COVID-19 has revealed systemic inequalities in the accessibility of health and healthcare in the UK. This theme aims to identify solutions that cover prevention (e.g. promoting active lifestyles, healthy eating, support systems), increased health awareness, and access to quality healthcare, supplies and information. What the past 6 months have also highlighted is that mental health is as important as physical health, and that certain vulnerabilities put people at a higher risk of being negatively affected by the pandemic. Particular attention should be paid to support mental health, BAME communities, care home residents, healthcare workers, people with chronic health conditions, and those living in poverty.
Subtopics: Homelessness/isolation, mental health, access to healthcare, reduced inequalities, healthcare/equipment supply.

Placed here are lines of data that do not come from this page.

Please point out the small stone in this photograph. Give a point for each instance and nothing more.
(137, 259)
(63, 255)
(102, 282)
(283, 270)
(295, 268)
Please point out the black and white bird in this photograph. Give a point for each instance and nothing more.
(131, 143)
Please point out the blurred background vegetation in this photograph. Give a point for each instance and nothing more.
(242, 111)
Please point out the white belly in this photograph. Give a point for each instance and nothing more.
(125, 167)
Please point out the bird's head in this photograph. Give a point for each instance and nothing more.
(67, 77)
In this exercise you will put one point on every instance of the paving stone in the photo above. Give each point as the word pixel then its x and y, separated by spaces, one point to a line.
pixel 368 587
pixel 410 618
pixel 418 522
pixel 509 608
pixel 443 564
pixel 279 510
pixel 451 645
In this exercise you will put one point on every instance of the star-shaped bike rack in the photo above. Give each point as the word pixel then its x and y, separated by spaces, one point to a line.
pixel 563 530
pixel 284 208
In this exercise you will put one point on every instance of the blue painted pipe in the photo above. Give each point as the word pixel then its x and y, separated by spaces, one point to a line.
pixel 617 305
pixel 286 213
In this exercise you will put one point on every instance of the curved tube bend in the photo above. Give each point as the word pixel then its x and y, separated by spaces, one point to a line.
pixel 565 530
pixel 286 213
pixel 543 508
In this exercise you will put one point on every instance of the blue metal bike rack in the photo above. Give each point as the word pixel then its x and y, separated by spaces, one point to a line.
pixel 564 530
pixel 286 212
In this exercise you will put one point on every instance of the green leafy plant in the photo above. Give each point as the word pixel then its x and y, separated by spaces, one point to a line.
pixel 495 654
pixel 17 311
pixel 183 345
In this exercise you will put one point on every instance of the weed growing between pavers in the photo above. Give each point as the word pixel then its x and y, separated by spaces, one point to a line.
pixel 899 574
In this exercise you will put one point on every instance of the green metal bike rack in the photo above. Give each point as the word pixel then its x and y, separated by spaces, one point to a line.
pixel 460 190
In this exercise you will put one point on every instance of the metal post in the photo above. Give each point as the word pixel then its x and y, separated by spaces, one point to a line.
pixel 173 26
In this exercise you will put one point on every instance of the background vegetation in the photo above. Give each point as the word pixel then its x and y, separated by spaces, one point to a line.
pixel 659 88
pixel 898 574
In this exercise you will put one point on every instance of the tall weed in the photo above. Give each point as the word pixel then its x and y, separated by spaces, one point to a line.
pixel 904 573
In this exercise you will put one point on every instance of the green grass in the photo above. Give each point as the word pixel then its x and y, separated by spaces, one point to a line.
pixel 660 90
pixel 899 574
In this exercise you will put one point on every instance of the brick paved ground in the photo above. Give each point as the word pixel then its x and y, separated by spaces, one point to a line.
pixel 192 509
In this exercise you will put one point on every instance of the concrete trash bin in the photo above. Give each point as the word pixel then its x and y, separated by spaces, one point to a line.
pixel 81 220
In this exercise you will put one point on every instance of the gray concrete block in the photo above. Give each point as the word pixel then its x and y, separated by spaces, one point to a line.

Challenge 1: How can people help a loved one or friend to better engage with their health via diet and lifestyle?
Challenge 2: How do we encourage the public to wear masks and socially distance?
Challenge 3: How do we identify and tackle the long term mental health effects of social isolation and lock-down on children and young people?
Challenge 4: How can we prevent the digitisation of healthcare increasing inequality in access to health?
Challenge 5: How can we leverage digital technologies to improve equity in uptake and access to our healthcare system, alongside conventional care?
The COVID-19 pandemic has disrupted the UK labour market at a scale never seen before and exposed deep inequalities that have long existed. Nearly 50% of all jobs at risk are in occupations earning less than £10 per hour. Part-time workers account for 35% of jobs at risk despite only being 24% of the UK workforce. Around 45% of the more vulnerable jobs are held by younger people aged 35 years of less, with young women being the most at risk across gender and age groups. We want to identify solutions that ensure the labour market is built back in a way that is inclusive and accessible to all and that these new opportunities are fair and sustainable.
Subtopics: Subtopics: Homelessness, accessible technology for all, youth employment, mentoring, decent work, employment for disadvantaged groups, responsible automation, skills for a future labour market.
Challenge 1: How can we support young people, who have been heavily affected by COVID-19 related job losses, in monetising their skills and become self-sufficient?
Challenge 2: How could we prevent loneliness and improve social connections in remote workers in the future?
Challenge 3: How might we support people to gain professional skills in the post Covid online / remote working culture?
Challenge 4: How might we prevent digitisation creating an inequality divide in the workforce as a result of the rise in remote working?
Challenge 5: How can we innovate to prevent a crisis of unemployment in older workers who are disproportionately un- and underemployed while representing a greater share of the workforce?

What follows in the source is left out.